Actors are liars...or at least embellishers...

Jan 19, 2008 01:29

"Oh, Dragonball is the coolest television cartoon in the last 50, 000 years. It's got a Shakespearean sense of good and evil. The movie has incredible action scenes with characters with unbelieveable powers. It's going to be really visually exciting."

--James Marsters, from an interview from the January 2008 issue of TV Guide

Now, I know it is not rare for actors to embellish or build up hype for movies but this statement couldn't be more of a blatant hype-builder unless Jesus returned in Super Saiyan form and appeared on every late-night talk show spreading the word of Dragonball.

The coolest cartoon in the last 50,000 years? Are you serious?! Depending on your theory of creation that could possibly place Dragonball before the creation of the universe itself. At the very least it is somehow cooler than the first cartoon that definitely is not anywhere around 50,000 years old which is a chronological impossibility. Also, I don't know if I misread Shakespeare all these years, but I never remember an antagonist just wanting to fight because he's powerful. Maybe I missed that infamous play where the cyborg/alien hybrid knocked on the protagonist's door announcing how he wanted to take over the universe, the protagonist and antagonist power up and spout exposition for two and a half hours and in the final thirty minutes beat the hell out of each other.

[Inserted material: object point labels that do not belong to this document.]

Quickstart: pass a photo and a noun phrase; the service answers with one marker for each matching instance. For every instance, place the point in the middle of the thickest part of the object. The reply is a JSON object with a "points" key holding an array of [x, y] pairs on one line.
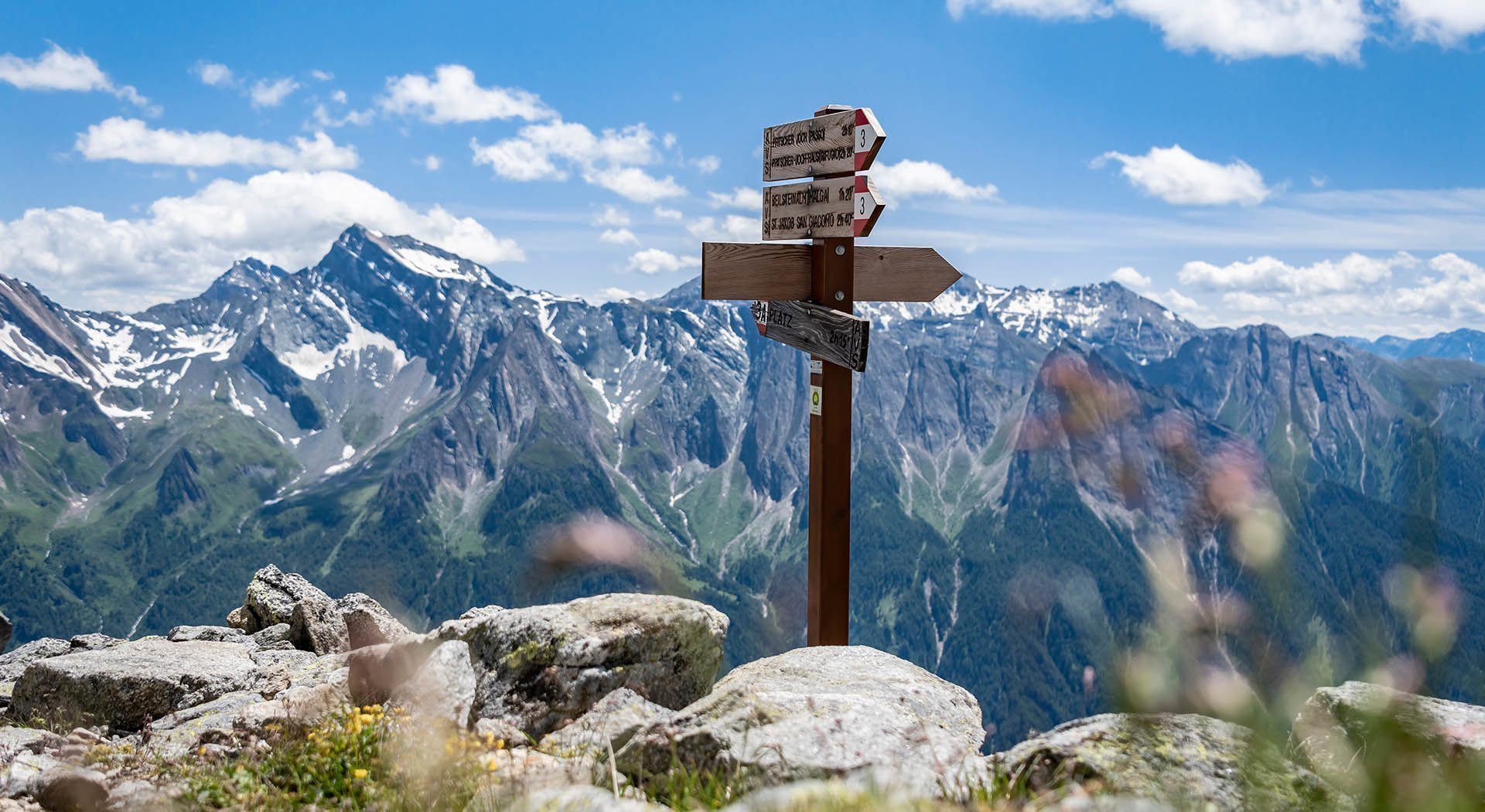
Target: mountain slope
{"points": [[403, 422]]}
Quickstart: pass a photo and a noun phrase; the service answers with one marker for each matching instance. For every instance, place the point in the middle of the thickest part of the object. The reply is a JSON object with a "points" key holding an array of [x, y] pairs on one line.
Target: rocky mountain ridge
{"points": [[602, 701], [401, 422]]}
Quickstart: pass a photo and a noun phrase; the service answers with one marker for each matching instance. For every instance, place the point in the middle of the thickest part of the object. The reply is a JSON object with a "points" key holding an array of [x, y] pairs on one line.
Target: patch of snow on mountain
{"points": [[431, 264], [19, 348]]}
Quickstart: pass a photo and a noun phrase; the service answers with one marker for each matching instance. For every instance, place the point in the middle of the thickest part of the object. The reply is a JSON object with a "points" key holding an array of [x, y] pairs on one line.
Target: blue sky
{"points": [[1315, 164]]}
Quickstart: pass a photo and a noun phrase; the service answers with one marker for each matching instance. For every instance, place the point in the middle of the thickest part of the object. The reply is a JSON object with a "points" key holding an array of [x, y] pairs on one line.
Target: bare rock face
{"points": [[542, 665], [1187, 760], [128, 684], [367, 623], [271, 599], [443, 687], [1359, 732]]}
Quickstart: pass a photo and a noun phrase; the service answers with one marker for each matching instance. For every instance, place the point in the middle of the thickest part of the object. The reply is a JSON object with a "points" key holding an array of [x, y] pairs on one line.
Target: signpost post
{"points": [[805, 295]]}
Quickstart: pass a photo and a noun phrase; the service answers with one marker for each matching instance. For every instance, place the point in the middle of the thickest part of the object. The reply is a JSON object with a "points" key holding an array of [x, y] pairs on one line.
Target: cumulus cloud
{"points": [[1131, 278], [1179, 177], [555, 150], [926, 179], [654, 260], [1265, 274], [61, 70], [271, 94], [453, 95], [1447, 22], [740, 198], [214, 74], [1230, 29], [132, 140], [732, 227], [182, 244], [618, 237]]}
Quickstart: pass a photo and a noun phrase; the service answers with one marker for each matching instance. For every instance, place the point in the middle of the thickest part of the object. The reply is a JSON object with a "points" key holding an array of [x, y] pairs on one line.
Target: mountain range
{"points": [[401, 422]]}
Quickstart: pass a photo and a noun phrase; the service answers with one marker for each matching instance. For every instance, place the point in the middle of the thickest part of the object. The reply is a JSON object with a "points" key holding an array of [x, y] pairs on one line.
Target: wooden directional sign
{"points": [[831, 145], [742, 271], [829, 208], [818, 330]]}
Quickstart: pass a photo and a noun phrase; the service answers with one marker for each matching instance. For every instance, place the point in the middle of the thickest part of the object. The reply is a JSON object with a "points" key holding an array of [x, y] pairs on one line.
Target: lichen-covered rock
{"points": [[613, 722], [14, 664], [316, 626], [1359, 732], [443, 687], [818, 713], [271, 599], [72, 789], [542, 665], [125, 686], [367, 623], [210, 634], [1186, 760], [182, 732], [93, 642], [566, 799]]}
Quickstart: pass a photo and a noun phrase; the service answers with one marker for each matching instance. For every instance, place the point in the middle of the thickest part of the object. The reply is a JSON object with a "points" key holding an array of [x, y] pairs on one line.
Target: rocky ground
{"points": [[613, 704]]}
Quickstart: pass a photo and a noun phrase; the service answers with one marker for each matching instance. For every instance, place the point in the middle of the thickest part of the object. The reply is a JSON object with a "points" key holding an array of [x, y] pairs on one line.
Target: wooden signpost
{"points": [[804, 299], [835, 208]]}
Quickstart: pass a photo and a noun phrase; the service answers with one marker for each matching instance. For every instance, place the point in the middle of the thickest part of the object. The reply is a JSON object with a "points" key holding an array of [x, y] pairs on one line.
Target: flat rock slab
{"points": [[1186, 760], [1359, 728], [542, 665], [127, 686], [817, 713]]}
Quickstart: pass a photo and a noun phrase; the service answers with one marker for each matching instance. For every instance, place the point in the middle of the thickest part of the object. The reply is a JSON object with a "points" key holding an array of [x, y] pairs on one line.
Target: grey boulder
{"points": [[544, 665], [818, 713], [367, 623], [1183, 760], [125, 686], [443, 687], [14, 664], [271, 599], [613, 722], [1357, 732]]}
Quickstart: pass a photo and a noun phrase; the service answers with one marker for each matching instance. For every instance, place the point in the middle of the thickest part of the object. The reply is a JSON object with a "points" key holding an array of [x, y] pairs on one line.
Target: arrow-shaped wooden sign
{"points": [[821, 332], [742, 271], [829, 208], [832, 145]]}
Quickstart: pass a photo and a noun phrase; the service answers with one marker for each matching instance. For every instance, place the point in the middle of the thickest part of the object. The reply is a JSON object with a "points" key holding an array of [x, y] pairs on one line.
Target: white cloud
{"points": [[1179, 177], [1447, 22], [271, 94], [214, 74], [620, 237], [654, 260], [1354, 272], [1230, 29], [926, 179], [1131, 278], [137, 143], [60, 70], [740, 198], [613, 216], [732, 227], [453, 95], [615, 295], [555, 150], [182, 244]]}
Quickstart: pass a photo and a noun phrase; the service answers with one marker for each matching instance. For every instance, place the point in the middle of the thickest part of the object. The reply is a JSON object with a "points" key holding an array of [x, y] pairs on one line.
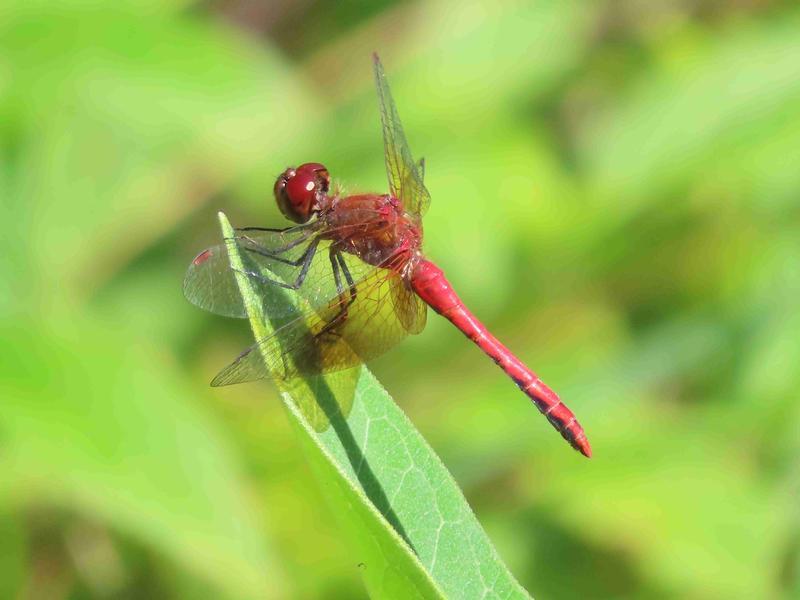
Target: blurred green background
{"points": [[616, 192]]}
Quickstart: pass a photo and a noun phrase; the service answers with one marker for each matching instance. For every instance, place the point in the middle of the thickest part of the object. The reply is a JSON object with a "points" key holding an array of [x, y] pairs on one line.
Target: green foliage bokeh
{"points": [[615, 193]]}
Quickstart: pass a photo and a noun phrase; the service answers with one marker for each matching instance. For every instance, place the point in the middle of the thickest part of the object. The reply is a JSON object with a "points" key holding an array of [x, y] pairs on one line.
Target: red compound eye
{"points": [[298, 191]]}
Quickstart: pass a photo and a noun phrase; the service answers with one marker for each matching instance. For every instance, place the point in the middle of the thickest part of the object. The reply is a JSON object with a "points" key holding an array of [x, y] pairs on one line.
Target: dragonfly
{"points": [[356, 263]]}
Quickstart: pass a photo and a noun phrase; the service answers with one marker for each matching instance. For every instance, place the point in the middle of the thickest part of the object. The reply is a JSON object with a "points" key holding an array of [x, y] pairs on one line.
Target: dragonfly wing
{"points": [[354, 327], [210, 285], [268, 256], [411, 310], [405, 177]]}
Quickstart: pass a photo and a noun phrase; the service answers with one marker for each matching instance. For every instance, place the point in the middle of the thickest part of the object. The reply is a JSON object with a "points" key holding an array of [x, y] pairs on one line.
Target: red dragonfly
{"points": [[357, 265]]}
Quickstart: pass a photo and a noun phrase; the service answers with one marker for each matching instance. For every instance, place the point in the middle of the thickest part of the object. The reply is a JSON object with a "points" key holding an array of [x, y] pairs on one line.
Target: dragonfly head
{"points": [[299, 191]]}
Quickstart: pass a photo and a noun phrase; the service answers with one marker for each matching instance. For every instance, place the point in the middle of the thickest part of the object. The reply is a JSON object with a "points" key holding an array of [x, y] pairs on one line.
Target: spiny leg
{"points": [[274, 252], [338, 264], [306, 259], [351, 284]]}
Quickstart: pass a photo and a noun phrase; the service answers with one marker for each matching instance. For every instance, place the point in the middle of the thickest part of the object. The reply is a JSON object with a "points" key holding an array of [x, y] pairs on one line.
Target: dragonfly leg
{"points": [[308, 255], [351, 284], [339, 267], [338, 264], [274, 254]]}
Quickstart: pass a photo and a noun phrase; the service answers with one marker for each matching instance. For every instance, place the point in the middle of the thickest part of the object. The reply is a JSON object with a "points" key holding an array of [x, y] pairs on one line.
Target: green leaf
{"points": [[410, 528], [101, 426]]}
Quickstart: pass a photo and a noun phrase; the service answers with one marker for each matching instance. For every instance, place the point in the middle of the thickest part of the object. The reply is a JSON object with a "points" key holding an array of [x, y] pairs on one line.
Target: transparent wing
{"points": [[210, 283], [405, 177], [373, 315], [411, 311]]}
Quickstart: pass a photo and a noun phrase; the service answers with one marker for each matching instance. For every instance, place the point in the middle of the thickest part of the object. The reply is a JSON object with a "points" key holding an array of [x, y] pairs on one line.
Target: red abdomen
{"points": [[432, 286]]}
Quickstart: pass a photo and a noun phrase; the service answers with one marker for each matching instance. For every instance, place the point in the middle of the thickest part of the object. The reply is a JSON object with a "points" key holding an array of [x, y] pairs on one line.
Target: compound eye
{"points": [[299, 191]]}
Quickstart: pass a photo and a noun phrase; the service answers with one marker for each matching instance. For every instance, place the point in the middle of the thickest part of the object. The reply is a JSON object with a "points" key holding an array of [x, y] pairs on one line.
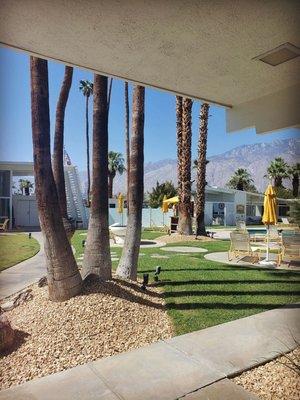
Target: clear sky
{"points": [[160, 131]]}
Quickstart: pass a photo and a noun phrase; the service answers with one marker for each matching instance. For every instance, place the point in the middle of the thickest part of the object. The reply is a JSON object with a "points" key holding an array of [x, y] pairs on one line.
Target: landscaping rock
{"points": [[106, 319], [6, 333]]}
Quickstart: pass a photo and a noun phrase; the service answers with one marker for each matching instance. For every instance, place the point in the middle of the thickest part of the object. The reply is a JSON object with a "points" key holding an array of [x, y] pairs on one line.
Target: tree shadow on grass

I don't have anything against Dragonball, really. I liked the show before it aired in the US and I think it's a pretty decent show that suffers from horrendous editing problems and plotlines that are soap-opera in length. The movie has a promising pedigree and I feel it will be visually amazing if done correctly. I'm just in disbelief at how actors can be so caught up in their work or themselves that they can make absurd statements and actually think it's helping the project they're involved in or their art. Please, to all the creators/performers out there...just stop trying to impress us with obviously biased words and let the product/art speak for itself.